MN Counties To Receive Federal Aid
by Breanna Fuss, Reporter
May 05, 2013 5:51 PM
The Sioux Empire wasn’t the only place hit hard by April’s ice storm. Parts of Minnesota were as well. And Sunday night county leaders were breathing a sigh of relief knowing they will be receiving federal aid after President Barack Obama declared the area a disaster.
The sound of a chainsaw has become the sound of spring in many parts of southwest Minnesota. After a spring ice storm destroyed trees, radio towers and miles of power lines, the cost to fix it all is not cheap.
"The last figures that I saw were just over $16 million for just Nobles County,” said Nobles County Administrator Tom Johnson.
Nobles County is just one of five counties Obama has declared an area of disaster in Minnesota. And as strange as it might sound, being declared a disaster area, is a good thing.
"There's not a lot of money sitting anywhere in any governmental entity just sitting around just for disaster like this. To maintain a fair tax level, you just can’t put money away and have a big bank account,” said Johnson.

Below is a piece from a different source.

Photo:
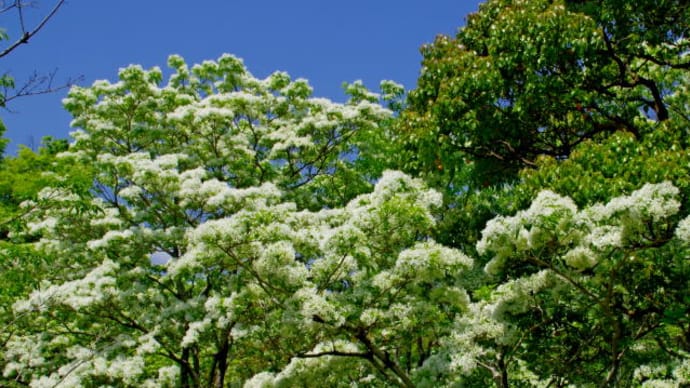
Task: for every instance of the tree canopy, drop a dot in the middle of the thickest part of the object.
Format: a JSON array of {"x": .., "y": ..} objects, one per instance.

Nobles County will be reimbursed up to 75 percent of what the cleanup costs. Johnson said if Obama didn’t make the deceleration that money could have come out of residents’ pockets.
"The only way to recoup that money would have been to raise rates presumably,” Johnson said.
And it’s something Johnson said county leaders didn’t want to have to do.
And with many places around Nobles County, like this park in Worthington, still practically untouched three weeks after the storm, Johnson said knowing the county will receive some federal assistance will hopefully make the cleanup go faster.
That includes some power lines that need some final touches.
"I would assume that the co-op will be able to bring in the some more people and be a little more rapid on how they fix the electrical lines completely,” said Johnson.
Knowing financial help is on its way, county leaders and residents can also now focus on getting rid of all of this.
County leaders said the next step is for them to ask the state for assistance as well. They said the money they receive will help a little, but rural towns may need a little more to cover some costs.